- CVE: CVE-2026-14544
- CVSS: 9.8 (Critical · CVSSv3)
- Product: Red Hat Enterprise Linux 10
- Impact: Hplip: incomplete fix for cve-2026-8631
- Status: No confirmed exploitation yet
- EPSS: 0.5% (30-day)
- Action: Restricting access to the printing services to trusted users and networks.
TL;DR
Red Hat disclosed a critical HPLIP vulnerability, tracked as CVE-2026-14544, with a CVSS score of 9.8. The flaw lets a remote attacker reach arbitrary code execution or privilege escalation through crafted print data. Notably, it is an incomplete fix for the earlier CVE-2026-8631.
Why It Matters
HPLIP drives HP printers on many Linux desktops and servers. So this HPLIP vulnerability can give an attacker code execution on the host. The filter runs as the ‘lp’ user by default, which sets the privilege ceiling.
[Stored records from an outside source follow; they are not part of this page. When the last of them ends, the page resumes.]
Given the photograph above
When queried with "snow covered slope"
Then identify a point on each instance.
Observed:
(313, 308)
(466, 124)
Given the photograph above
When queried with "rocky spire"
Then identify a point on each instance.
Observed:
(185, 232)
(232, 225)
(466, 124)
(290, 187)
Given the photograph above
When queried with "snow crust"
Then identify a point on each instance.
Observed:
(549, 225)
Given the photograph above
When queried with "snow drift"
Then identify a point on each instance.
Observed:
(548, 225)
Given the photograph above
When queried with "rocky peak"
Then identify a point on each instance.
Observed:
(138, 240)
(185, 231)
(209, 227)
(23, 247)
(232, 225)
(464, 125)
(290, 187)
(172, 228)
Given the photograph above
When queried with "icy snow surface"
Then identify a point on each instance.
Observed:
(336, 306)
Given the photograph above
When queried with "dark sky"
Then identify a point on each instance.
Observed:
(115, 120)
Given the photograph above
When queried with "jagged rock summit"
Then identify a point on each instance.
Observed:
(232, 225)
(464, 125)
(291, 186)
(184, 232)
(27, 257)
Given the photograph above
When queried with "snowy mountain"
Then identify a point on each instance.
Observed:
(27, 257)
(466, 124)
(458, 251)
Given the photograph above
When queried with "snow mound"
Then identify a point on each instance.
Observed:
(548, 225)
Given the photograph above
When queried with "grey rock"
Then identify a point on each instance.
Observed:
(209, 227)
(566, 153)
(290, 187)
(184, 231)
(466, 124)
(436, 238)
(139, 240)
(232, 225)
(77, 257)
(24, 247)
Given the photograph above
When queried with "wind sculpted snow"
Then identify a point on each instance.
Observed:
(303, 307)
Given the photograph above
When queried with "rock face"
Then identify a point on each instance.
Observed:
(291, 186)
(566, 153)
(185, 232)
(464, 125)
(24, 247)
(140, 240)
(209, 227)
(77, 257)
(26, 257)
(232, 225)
Moreover, a network-exposed print service widens who can send the malicious job. So far, no public exploitation has been reported.
How the Attack Works
The bug sits in the hpcups component. An integer overflow triggers when hpcups parses specially crafted print data. As the Red Hat advisory explains, an attacker who can submit a print job to the filter path can then run code. Notably, the earlier patch for CVE-2026-8631 did not fully close this path.
Affected Versions
Red Hat lists HPLIP as affected across Red Hat Enterprise Linux 6 through 10. Other Linux distributions that ship HPLIP likely face the same risk. The related CVE-2026-8631 and CVE-2026-8632 already reached fixes in HPLIP 3.26.4.
Patch and Mitigation
Apply your distribution’s HPLIP update once it lands. Until then, restrict printing services to trusted users and networks. If you do not need HPLIP, removing the hplip package removes this HPLIP vulnerability, though it also disables printing.